P.S. 08-11-24 10:31 Laura noticed: 

"“So you think all things are simply... patterns of knowledge? A set of instructions that give order? But without matter, there’s nothing to know or organize.”

That's kind of what Ibn al-Arabi says."

P.S. 08-11-244 13:12 Yesterday, I participated in a seminar  «Основания фундаментальной физики» под руководством проф. Ю.С. Владимирова, at Moscow State University (thanks to A.S. for informing me about it). The seminar was online. The title was "Понятие «Охватывающее настоящее» у К. Ф. фон Вайцзеккера". Автор: Севальников Андрей Юрьевич, физик-теоретик и доктор философских наук, профессор, заведующим сектором в Институте философии Российской Академии Наук. Different philosophical concepts of "time" were the main subjects of this talk. But Weizsacker's "Ur" is nothing else but an irreducible module for CL(V). We will discuss it later on.

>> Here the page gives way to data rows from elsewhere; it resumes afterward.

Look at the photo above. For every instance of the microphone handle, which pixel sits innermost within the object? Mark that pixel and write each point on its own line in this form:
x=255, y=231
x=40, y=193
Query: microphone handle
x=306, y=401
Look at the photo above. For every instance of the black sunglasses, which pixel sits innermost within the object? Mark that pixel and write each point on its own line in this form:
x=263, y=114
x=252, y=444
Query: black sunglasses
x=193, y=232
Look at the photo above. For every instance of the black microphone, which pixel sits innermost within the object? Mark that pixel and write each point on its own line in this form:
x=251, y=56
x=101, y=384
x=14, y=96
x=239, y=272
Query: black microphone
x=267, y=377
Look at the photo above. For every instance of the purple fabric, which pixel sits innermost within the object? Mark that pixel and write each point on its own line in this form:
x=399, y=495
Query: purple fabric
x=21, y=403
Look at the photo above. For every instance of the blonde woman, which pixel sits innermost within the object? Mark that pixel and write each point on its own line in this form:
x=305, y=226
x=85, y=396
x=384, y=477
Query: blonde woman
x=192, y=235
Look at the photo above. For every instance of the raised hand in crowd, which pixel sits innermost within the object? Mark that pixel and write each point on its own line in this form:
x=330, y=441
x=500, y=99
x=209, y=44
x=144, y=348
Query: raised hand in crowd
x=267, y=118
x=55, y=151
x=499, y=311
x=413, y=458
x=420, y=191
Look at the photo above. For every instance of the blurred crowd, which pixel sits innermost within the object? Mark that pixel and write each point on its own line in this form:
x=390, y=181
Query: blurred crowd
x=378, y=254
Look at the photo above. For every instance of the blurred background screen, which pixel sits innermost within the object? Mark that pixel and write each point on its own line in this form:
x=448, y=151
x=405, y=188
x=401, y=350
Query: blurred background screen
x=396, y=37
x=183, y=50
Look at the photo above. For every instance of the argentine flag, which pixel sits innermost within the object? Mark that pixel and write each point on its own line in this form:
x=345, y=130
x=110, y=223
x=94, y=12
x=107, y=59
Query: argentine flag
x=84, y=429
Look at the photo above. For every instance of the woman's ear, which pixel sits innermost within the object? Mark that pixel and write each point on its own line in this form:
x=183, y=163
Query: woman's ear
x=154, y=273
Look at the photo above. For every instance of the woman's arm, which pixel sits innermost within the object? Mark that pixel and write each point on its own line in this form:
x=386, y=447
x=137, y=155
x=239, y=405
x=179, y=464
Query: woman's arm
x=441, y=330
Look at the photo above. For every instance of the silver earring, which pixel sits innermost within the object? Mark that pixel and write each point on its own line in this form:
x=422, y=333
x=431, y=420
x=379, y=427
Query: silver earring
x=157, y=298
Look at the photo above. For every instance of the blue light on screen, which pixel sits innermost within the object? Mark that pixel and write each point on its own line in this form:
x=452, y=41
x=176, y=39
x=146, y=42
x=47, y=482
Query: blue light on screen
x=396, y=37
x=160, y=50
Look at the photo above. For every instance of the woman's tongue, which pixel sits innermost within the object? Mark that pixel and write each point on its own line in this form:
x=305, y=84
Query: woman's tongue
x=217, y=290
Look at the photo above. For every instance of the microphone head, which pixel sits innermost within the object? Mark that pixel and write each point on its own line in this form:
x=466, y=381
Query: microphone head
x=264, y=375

For me it was a real pleasure to see Gennady Shipov as a participant of the discussion. When the discussion touched the subject of Quantum Mechanics, Gennady, with a smile on his face,  made a very good remark to the participating mainly philosophers of science. He remarked that there is no single proof that QM (extensively quoted in the talk) is a complete theory. Other participants could not really argue his point!